The History of The Automobile

An automobile is a wheeled motor vehicle which carries its own motor or engine and is used for transportation. It has increased personal mobility and allowed people to live far from their workplaces leading to suburbs formation and the decrease of the people living in the urban areas. The automobile is the most revolutionary invention in transportation history since the discovery of the wheel. However, it was not a single day invention and was not done by a single inventor. The automobile history depicts an evolution in technology that took place all over the world over the centuries.

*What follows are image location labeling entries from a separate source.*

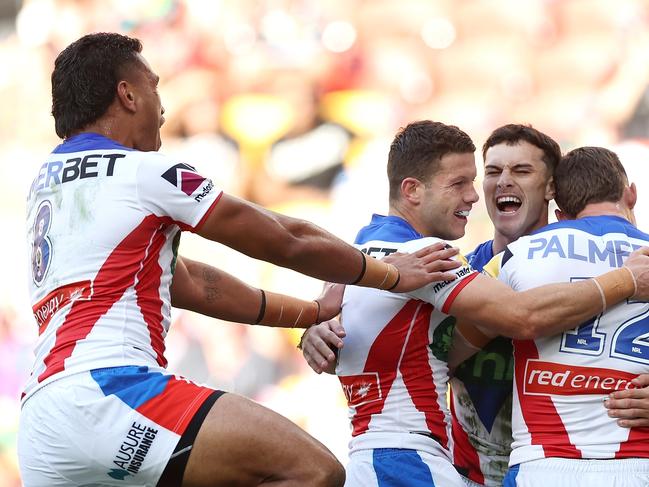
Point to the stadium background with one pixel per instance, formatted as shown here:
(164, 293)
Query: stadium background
(292, 104)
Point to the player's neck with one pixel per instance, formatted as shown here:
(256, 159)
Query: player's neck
(606, 208)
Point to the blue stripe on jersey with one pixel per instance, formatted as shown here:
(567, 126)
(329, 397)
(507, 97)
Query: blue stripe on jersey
(399, 467)
(132, 384)
(388, 229)
(510, 478)
(598, 226)
(87, 141)
(481, 255)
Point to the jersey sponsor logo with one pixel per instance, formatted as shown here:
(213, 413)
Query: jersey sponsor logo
(88, 166)
(57, 299)
(184, 177)
(589, 250)
(133, 451)
(549, 378)
(361, 389)
(464, 271)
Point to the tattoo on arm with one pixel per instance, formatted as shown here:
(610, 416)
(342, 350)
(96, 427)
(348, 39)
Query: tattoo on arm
(211, 278)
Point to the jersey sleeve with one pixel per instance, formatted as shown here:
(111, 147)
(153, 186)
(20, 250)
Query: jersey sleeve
(167, 188)
(441, 294)
(503, 267)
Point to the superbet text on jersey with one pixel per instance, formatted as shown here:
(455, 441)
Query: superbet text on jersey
(560, 381)
(103, 226)
(393, 366)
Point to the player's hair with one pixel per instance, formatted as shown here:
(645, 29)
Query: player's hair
(513, 133)
(85, 78)
(588, 175)
(417, 149)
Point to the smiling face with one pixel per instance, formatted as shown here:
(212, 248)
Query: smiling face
(517, 188)
(447, 197)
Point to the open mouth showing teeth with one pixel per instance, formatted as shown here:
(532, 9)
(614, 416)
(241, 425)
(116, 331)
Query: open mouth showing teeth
(508, 204)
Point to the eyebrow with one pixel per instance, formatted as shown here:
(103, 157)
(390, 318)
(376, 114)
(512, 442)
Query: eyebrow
(516, 165)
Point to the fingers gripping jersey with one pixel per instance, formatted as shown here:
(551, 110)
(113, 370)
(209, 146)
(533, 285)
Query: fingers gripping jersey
(560, 381)
(393, 366)
(103, 226)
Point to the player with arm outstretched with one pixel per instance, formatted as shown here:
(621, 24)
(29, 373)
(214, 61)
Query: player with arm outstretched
(105, 213)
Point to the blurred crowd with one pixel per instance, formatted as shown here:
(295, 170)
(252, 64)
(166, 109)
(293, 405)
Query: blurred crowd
(292, 104)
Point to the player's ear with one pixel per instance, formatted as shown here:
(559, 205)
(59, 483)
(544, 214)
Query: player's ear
(630, 196)
(126, 96)
(561, 215)
(549, 190)
(410, 190)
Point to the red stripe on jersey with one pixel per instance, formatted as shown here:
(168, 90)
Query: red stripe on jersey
(465, 455)
(148, 296)
(175, 407)
(636, 444)
(57, 299)
(383, 360)
(456, 290)
(207, 213)
(539, 413)
(114, 277)
(418, 375)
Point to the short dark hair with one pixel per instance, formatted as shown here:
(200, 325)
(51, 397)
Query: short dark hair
(588, 175)
(418, 148)
(85, 78)
(514, 133)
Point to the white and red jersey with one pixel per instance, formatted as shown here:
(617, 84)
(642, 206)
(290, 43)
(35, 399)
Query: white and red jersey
(103, 226)
(560, 381)
(393, 366)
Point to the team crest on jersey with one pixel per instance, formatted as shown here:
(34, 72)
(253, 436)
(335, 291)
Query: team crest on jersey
(185, 178)
(361, 389)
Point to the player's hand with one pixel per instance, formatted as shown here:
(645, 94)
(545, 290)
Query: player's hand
(319, 343)
(631, 406)
(330, 301)
(638, 264)
(427, 265)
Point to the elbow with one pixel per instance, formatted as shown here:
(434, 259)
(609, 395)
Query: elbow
(529, 327)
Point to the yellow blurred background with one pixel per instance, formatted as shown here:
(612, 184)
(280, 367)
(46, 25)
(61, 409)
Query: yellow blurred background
(292, 104)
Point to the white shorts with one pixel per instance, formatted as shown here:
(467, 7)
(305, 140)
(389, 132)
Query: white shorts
(564, 472)
(397, 467)
(113, 426)
(470, 483)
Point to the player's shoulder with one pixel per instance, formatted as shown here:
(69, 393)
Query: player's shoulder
(414, 245)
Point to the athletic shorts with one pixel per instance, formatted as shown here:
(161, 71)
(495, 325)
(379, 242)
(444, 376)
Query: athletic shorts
(470, 483)
(563, 472)
(111, 426)
(398, 467)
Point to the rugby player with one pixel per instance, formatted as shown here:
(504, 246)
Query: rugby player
(105, 213)
(562, 433)
(393, 367)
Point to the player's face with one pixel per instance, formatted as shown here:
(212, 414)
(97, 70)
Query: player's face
(150, 113)
(448, 197)
(517, 188)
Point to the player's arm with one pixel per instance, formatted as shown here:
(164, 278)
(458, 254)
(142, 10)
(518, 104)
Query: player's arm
(631, 406)
(210, 291)
(553, 308)
(308, 249)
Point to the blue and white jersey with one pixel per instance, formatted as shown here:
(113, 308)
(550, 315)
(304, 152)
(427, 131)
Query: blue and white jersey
(560, 381)
(393, 366)
(103, 225)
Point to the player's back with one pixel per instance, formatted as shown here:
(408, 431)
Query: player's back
(560, 381)
(101, 239)
(393, 366)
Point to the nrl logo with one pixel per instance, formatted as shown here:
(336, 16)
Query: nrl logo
(118, 474)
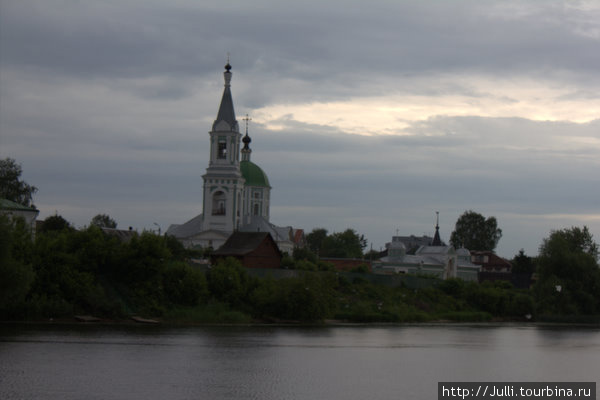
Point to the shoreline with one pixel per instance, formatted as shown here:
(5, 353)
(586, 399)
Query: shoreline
(157, 323)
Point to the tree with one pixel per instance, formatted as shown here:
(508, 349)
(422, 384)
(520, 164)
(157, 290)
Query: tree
(522, 263)
(11, 187)
(347, 244)
(568, 274)
(55, 223)
(103, 221)
(16, 272)
(315, 239)
(475, 232)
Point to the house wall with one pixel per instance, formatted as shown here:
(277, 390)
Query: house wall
(266, 255)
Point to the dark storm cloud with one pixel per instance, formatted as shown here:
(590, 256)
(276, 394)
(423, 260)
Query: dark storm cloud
(107, 106)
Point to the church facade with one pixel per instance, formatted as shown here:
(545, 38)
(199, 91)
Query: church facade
(434, 259)
(236, 191)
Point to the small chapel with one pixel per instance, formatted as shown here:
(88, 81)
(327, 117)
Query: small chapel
(236, 191)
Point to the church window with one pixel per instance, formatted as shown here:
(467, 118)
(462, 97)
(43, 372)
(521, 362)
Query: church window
(219, 203)
(222, 148)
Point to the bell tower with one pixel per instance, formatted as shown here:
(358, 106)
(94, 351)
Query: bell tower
(223, 181)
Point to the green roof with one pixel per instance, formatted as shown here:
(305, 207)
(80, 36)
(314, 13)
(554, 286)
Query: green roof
(6, 204)
(253, 174)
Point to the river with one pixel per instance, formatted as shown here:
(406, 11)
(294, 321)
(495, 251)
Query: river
(267, 363)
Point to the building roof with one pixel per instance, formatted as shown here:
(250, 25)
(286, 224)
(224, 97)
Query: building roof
(6, 204)
(253, 174)
(258, 223)
(242, 243)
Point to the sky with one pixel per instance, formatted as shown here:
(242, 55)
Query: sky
(364, 117)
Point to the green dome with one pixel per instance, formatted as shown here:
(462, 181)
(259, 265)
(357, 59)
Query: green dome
(253, 174)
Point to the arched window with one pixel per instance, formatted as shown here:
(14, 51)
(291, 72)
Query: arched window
(219, 203)
(222, 148)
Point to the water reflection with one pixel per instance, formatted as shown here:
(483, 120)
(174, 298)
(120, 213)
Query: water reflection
(375, 362)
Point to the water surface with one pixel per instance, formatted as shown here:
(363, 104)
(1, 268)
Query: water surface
(268, 363)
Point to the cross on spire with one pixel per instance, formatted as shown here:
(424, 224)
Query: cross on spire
(247, 119)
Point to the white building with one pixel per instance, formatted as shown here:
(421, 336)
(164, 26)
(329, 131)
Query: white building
(435, 259)
(237, 191)
(15, 210)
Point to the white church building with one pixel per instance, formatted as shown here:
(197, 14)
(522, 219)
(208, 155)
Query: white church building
(237, 192)
(434, 259)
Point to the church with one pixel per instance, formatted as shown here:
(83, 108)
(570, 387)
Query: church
(435, 259)
(236, 191)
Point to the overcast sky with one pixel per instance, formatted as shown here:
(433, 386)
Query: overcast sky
(371, 117)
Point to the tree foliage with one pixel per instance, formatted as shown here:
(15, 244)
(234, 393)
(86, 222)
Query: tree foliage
(475, 232)
(568, 273)
(522, 263)
(11, 186)
(16, 272)
(55, 223)
(346, 244)
(103, 221)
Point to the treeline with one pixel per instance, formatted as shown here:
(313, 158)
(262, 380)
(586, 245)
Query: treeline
(66, 272)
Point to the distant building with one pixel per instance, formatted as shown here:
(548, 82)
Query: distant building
(237, 192)
(252, 249)
(412, 242)
(434, 259)
(15, 210)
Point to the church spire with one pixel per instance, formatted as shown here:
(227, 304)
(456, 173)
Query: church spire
(436, 238)
(246, 151)
(226, 112)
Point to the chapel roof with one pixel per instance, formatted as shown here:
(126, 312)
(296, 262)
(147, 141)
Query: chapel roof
(253, 174)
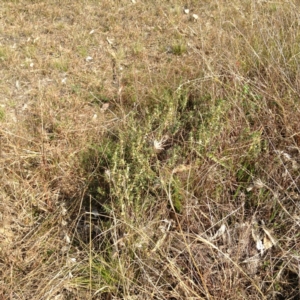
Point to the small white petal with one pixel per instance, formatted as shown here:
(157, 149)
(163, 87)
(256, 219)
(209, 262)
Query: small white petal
(195, 17)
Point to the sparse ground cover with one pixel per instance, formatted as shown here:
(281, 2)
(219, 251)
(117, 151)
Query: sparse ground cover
(149, 149)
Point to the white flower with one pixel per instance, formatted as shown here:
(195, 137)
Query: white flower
(159, 145)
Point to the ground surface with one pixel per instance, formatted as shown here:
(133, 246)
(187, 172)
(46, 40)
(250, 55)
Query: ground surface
(149, 149)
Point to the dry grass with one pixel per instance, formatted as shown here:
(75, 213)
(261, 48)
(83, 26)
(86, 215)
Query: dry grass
(149, 150)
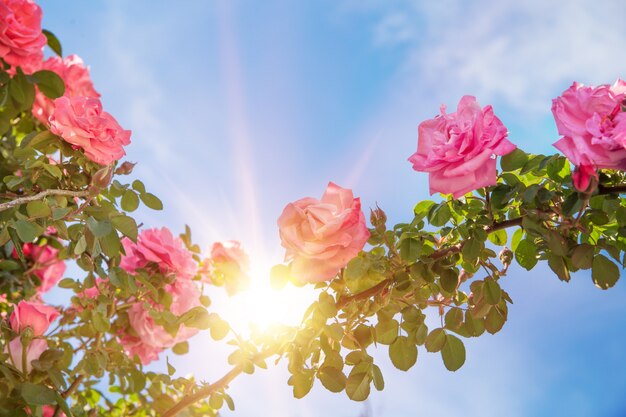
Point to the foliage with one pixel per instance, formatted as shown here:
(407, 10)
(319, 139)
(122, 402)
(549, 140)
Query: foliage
(445, 265)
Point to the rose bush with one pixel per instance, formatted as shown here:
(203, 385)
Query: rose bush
(321, 236)
(457, 149)
(139, 293)
(21, 38)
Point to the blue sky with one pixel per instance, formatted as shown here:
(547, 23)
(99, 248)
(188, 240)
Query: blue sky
(238, 107)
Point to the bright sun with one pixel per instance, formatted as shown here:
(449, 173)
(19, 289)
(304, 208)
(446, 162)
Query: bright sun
(263, 306)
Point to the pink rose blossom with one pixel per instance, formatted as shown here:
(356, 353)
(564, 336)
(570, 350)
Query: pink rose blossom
(582, 177)
(82, 122)
(77, 84)
(152, 338)
(591, 124)
(457, 149)
(321, 236)
(48, 411)
(33, 352)
(21, 39)
(160, 247)
(37, 316)
(134, 346)
(230, 263)
(48, 267)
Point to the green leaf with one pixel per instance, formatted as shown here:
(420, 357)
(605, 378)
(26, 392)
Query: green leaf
(448, 280)
(27, 231)
(377, 376)
(494, 321)
(387, 331)
(358, 385)
(63, 405)
(170, 369)
(99, 228)
(181, 348)
(439, 214)
(125, 225)
(332, 379)
(471, 249)
(517, 238)
(526, 254)
(53, 42)
(513, 160)
(453, 353)
(582, 256)
(302, 383)
(559, 267)
(130, 201)
(35, 394)
(492, 291)
(53, 170)
(410, 249)
(49, 83)
(100, 323)
(38, 209)
(403, 353)
(604, 272)
(435, 340)
(151, 201)
(498, 237)
(139, 187)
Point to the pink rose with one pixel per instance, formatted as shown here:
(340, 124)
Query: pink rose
(582, 177)
(48, 267)
(33, 352)
(77, 84)
(185, 296)
(134, 346)
(21, 39)
(589, 118)
(48, 411)
(321, 236)
(457, 149)
(231, 264)
(150, 338)
(37, 316)
(161, 248)
(82, 122)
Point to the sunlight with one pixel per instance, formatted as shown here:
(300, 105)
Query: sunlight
(262, 306)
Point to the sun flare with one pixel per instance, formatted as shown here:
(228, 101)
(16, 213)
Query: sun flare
(262, 306)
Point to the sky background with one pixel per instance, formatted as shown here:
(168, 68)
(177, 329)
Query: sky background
(238, 107)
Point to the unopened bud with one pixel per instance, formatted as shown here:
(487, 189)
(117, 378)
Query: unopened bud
(125, 169)
(378, 218)
(506, 256)
(102, 177)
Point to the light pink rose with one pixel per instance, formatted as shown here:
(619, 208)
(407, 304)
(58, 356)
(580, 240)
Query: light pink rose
(21, 39)
(457, 149)
(185, 296)
(48, 411)
(161, 248)
(582, 177)
(231, 263)
(588, 119)
(82, 122)
(48, 267)
(149, 338)
(33, 352)
(77, 84)
(134, 346)
(37, 316)
(321, 236)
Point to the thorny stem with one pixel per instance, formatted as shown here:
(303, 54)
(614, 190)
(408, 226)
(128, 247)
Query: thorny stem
(209, 389)
(19, 201)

The first vision of a self propelled machine used for transportation was first thought in the late 1400s by Leonardo Da Vinci, he referred to them as carriages with no horses. However, it is approximated that not less than 100,000 patents yielded the modern automobile. The earliest invention of the modern car began in the early 1769, with the invention of steam engine automobiles by a French inventor and Belgian military engineer known as Nicolas-Joseph Cugnot. He demonstrated his Faidier, in 1770 and 1771. It was a three-wheeled, steam powered, 2.3-mph automobile. This machine proved impractical due to its slow speed and was not easier to operate than a horse drawn vehicle. As a result it was never put into production. By 1784, a practical design of a steam carriage was built by William Murdoch and in 1801 a full-sized vehicle by Richard Trevithick.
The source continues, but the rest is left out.